If a child eats an extra 100 calories — which does not seem like a lot — every day for a year then it’s 36,500 extra calories, which adds up, according to Kramer.
"In a sense our society has prolonged the Halloween experience," said Dr. Diane Finegood, a nutrition and diabetes expert at the CIHR.
Americans are likely to spend over $5 billion on the holiday, with nearly three-quarters of the population spending an average $20 worth of candy to hand out, according to a survey by the National Retail Federation
What about the rest of the year?
"If you walk through a grocery store and look at the packaging of food intended for children, almost all of it really links the ideas of fun with food," she said in an interview.
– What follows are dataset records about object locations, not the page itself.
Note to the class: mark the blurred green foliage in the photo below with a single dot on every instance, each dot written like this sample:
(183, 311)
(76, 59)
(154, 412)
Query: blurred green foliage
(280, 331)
"The food industry has recognized it can sell food by linking it to fun. That takes the concept of fun and food — which Halloween did once a year — to an everyday experience."
A recent report by the nonprofit Trust for Americas Health showed that the rate of childhood obesity more than tripled from 1980 to 2004. Approximately 25 million children are now either obese or overweight, it said.
Obesity increases a child’s risk of developing type 2 diabetes — a disease normally associated with adults.
Experts challenge parents to move away from just giving away candy at Halloween and to explore fun alternatives such as small toys.
"There are ideas out there for things to give away, things that are fun, but they don’t eat," said Finegood.